We should be wary of similar dynamics playing out in 2020. But Manne is clear that she has little interest in accusing particular people or voters of misogyny. Any particular case can be challenging to assess, and the public accusation would likely do little to help in any event, even if it might help in other circumstances. And yet voters and observers of the race should be aware of the way gender biases can creep into their assessments of candidates, she argued.

“Those perceptions are usually unwitting and unconscious, but I do think they’re prevalent,” she said.

One way they might present themselves is in how different kinds of actions by candidates are interpreted. Clinton, for example, won over voters during her “listening tour” when she was running to be a U.S. senator in New York. But this kind of female-coded campaign tactic doesn’t scale-up well to a presidential race in the way that holding massive rallies all about the candidate does — especially in the iconic manner both Trump and Sanders have become known for.

“[For] women in public life, there are powerful incentives to package themselves as service providers,” said Manne. But this can pose obstacles when you’re seeking the most powerful office in the country that is subordinate to no one. The presidency is “the ultimate masculine-coded authority position,” she explained.

“It’s hard to be perceived as wanting to serve rather than wanting to preside — when you’re running for president,” she said. “There’s much more taste for men taking to the lectern … and holding forth about their ideas and their vision.”

This also helps explain why candidates like O’Rourke and Buttigieg — or even Trump — are able to burst on to the national scene out of nowhere and gain traction, something few if any female candidates have yet to do. Coming to the race with less national baggage and a shorter public record offers lots of advantages, because there’s less of a history to attack, and the candidate is seen as offering a change of pace to the Washington status quo. But the country is much less likely to excuse the inexperience of a female newcomer seeking a role we implicitly assume will go to a man. Women are expected to demonstrate that they can serve the public, whereas some men can show up and declare that they’re ready to lead.
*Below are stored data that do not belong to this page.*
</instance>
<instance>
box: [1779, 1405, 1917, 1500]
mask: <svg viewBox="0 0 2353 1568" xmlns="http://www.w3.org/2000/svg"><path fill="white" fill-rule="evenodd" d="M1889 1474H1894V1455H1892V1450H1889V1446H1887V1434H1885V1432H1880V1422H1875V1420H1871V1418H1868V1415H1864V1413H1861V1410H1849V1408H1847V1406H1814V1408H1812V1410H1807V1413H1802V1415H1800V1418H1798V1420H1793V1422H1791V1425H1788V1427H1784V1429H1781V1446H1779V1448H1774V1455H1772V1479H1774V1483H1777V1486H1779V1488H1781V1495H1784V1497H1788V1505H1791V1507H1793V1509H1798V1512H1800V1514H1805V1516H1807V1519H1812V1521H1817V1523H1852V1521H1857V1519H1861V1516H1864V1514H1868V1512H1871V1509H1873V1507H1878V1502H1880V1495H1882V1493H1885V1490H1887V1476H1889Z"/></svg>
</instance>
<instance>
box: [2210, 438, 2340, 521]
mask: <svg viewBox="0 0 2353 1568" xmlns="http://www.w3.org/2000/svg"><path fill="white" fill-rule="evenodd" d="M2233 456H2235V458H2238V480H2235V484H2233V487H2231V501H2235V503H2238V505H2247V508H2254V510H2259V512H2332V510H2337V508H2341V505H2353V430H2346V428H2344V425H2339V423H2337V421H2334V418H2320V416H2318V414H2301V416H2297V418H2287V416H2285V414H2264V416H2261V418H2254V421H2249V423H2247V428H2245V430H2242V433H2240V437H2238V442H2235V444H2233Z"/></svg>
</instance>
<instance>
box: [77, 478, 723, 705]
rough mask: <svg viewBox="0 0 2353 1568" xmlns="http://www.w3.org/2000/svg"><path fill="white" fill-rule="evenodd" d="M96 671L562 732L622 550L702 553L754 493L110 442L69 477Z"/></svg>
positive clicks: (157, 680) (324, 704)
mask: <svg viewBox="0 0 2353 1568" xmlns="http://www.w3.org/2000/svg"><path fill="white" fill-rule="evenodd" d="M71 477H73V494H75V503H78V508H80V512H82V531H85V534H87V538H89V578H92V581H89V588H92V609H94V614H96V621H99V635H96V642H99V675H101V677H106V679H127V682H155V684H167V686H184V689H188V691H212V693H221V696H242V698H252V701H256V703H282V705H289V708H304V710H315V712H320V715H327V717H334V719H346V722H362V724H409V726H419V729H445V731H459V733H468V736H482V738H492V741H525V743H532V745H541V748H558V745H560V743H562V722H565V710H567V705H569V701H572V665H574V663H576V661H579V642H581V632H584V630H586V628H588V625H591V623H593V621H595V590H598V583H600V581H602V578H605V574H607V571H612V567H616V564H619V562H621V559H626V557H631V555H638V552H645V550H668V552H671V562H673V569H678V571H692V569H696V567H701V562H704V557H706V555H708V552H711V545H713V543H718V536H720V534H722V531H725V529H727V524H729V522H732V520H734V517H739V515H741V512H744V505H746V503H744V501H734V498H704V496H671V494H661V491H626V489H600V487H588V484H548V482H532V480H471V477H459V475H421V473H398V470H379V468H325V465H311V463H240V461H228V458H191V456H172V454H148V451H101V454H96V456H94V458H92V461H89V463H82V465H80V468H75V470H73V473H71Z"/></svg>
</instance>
But Manne argued that these prejudices are misguided, and we should work to overcome them. Given two candidates who were both well-qualified, she told me that there would be strong reasons to choose a woman over a man. Simply representing half of the population that has been unerringly excluded from the presidency would be a major step forward for the country. And a woman could bring experience to the role — like the experience of combing motherhood and work — that has been entirely absent from the resumes of past presidents.